Beyond a few generations back, there is no record of my ancestors. Whatever memories of them survive are but muddy roads, narrowing into a murky wood. On my father's side there were scrawny refugees from Ireland, who like so many others fled the rocky, infertile ground where only pebbles grew. But they are nameless; there is no chronicle, only emaciated myth. On my mother's side the oral archives go back a bit further: there was a great grandmother, whose last name was Teeples, but of her husband, or father, or mother, there is not even a footnote. Only erasures.
How they came to America, I don't know. My mother's family settled in and around Detroit, joining the ranks of hundreds of thousands of others who found jobs and a kind of industrialized identity in the auto factories, churning out vast caravans of full-throated steel chariots. My father's family was a little more complicated: in and out of foster homes, sometimes riding the rails, another Depression-era waif looking for work. When he was 17 he forged a diploma and enlisted, right at the opening canon roar of the Big War in Europe. He remained in the Marine Corps for 27 years.
For years I thought of my family's story as a bastard tale, something whispered, not because of any particular shame I felt, but because it seemed that the classic American story must be more hygienic and chirpy. Recently I've come to reconsider that position, to rethink the conclusion that my family's tale is the exception, not the norm.
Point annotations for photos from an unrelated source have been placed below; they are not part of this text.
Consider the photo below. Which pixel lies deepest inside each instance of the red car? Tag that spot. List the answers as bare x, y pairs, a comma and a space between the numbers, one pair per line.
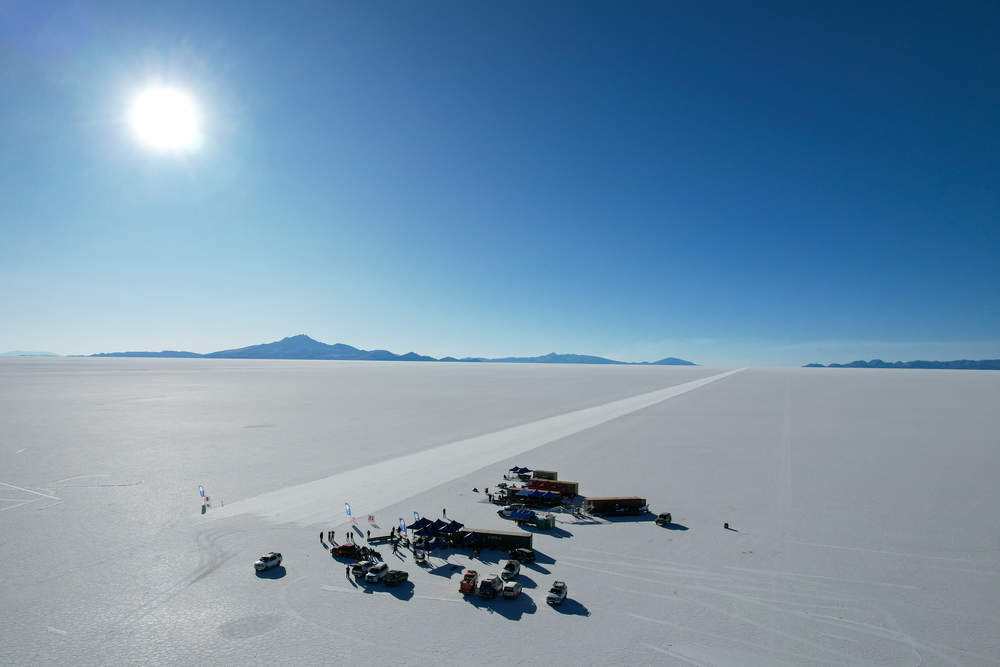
346, 551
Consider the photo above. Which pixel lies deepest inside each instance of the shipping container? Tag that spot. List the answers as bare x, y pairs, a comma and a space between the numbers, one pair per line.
615, 505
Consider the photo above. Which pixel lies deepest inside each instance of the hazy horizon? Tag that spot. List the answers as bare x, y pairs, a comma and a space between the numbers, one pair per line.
742, 186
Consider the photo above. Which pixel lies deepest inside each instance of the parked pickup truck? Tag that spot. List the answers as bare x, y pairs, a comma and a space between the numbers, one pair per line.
490, 587
267, 561
360, 569
346, 551
470, 582
509, 510
557, 593
375, 574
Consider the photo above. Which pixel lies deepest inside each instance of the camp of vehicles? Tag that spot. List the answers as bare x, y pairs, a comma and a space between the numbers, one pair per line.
541, 487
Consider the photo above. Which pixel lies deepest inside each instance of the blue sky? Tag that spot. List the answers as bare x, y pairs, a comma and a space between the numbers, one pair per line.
740, 185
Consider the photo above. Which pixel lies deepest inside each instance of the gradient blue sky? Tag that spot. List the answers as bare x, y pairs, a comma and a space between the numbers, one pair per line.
728, 184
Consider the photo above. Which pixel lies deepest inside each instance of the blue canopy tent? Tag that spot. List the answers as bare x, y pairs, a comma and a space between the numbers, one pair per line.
438, 525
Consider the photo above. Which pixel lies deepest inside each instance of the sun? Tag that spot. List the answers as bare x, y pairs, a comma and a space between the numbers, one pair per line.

I now believe my family's story to be utterly average, as common as mud, and more prototypically American than the sanitized versions.
We are a nation of people who have created and recreated ourselves, but we were all originally the wretched refuse; we were all nothing more than the huddled masses, and we were we all alien, all undesirable to at least somebody. We were all homeless and tempest-tossed, and we forget that truth at our peril. Somewhere in the personal linage that each of us can record are thieves and liars, the unwashed and unkempt, the diseased, the mute and lame and deaf, atheists and sexual outlaws, renegades and runaways, Communists and pimps, always utterly human in their frailty and complexity. Many of them, now, could not gain entrance inside these American gates. They are not aliens – not illegals – but our forefathers, our foremothers, who made it inside the gates before the gates swung shut. It's not someone else; it's us.